The controversy over Ms. Daratista was kicked into high gear by Rhoma Irama, who first popularized dangdut in the 1960s. The thick-waisted "king of dangdut" favors white leather bodysuits and scarves modeled after Elvis Presley. He accused Daratista's dancing of "throwing dangdut in the mud, tearing apart the nation's social fabric, and encouraging illicit sex."

But pronouncements by Mr. Irama and the clerics have done Daratista's career about as much harm as similar complaints about the swivel-hipped dancing style of Elvis. They touched off a veritable stampede to buy Inul videos and concert tickets, while Indonesia's TV stations engaged in bidding wars for her services, proving that there's no such thing as bad publicity.

At the pro-Inul rally, about 350 fans, old and young, followed a truck through the middle of Jakarta as it blared Inul's hit "Dance, Dance" while attempting to mimic her patented move. The best dancer was a popular transvestite entertainer who went on to lead the crowd in chants of "Inul for President."

The controversy around Daratista is also a reminder of the large cultural shift that has taken place since the fall of Suharto.

Since then, a film industry that was killed off by censorship has been reborn, the number of commercial television stations has more than doubled, and a new generation of local stars - influenced by the style of America's MTV and the ability to reach a greater audience, has been born. Some of the biggest winners have been performers of dangdut, which blends Arab, Indonesian, and traditional Malay sounds.

Dangdut has long been considered the music of Indonesia's poor, combining melody lines from flutes, rock 'n' roll guitars, and wavering vocals that hark back to Arab folk music.
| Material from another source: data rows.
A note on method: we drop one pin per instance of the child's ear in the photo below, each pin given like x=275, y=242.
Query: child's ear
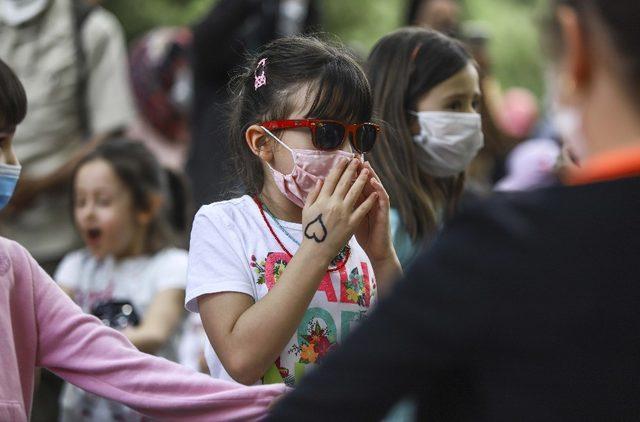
x=156, y=202
x=258, y=142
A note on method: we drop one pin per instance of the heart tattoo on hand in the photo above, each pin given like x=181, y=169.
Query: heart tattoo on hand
x=316, y=230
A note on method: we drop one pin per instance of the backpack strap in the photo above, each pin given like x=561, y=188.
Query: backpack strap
x=81, y=9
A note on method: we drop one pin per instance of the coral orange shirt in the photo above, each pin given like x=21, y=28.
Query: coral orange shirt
x=617, y=164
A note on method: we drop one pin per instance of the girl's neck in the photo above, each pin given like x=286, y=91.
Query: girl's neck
x=279, y=205
x=136, y=247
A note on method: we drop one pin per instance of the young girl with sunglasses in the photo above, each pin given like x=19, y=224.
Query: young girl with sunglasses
x=277, y=275
x=41, y=327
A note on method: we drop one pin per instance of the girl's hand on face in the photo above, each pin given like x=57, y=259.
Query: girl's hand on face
x=333, y=212
x=374, y=232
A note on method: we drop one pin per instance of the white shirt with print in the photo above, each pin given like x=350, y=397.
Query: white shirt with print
x=233, y=250
x=136, y=280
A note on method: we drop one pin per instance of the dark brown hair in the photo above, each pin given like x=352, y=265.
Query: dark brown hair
x=13, y=100
x=403, y=67
x=141, y=173
x=338, y=90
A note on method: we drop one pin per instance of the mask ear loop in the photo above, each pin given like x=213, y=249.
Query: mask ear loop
x=293, y=156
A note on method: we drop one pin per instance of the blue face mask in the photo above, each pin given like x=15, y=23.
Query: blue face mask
x=9, y=176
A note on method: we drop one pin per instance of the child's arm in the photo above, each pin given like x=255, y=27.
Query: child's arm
x=81, y=350
x=248, y=337
x=159, y=322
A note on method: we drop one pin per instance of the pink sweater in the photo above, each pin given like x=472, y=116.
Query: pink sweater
x=41, y=326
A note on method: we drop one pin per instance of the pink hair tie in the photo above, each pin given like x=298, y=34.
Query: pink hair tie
x=261, y=79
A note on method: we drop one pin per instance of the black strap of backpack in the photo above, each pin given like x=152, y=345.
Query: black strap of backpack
x=81, y=10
The name "dangdut" derives from the liquid sound made by the tabla - an Indian drum - that is the rhythmic backbone to every song.

But the new opportunities have meant that old stars have been shunted aside. One of them has been Irama, who was the dangdut favorite of official Indonesia in the late Suharto years. He would delight thousands at pro-Suharto rallies in the 1990s and was rewarded by being nominated for the legislature by Suharto's Golkar party in 1997.
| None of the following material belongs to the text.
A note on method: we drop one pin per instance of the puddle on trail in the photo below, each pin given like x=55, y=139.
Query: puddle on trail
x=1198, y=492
"I don't like what Rhoma's been doing, he should keep his mouth shut,'' says Suwarno, a 45-year old factory worker who came with his wife to the rally. "He's just jealous that she's more famous now."

Former President Abdurrahman Wahid, who is now the head of the country's largest Muslim organization, has also come out in defense of Daratista. He told reporters last week that no cleric has the right to decide what people can and cannot do in a democratic society.

Mr. Wahid even held a meeting with Irama at which he advised the aging singer to tone down his criticism. Most Indonesians appear to agree: A recent survey in the weekly magazine Tempo found that 78 percent of Indonesians oppose banning Daratista.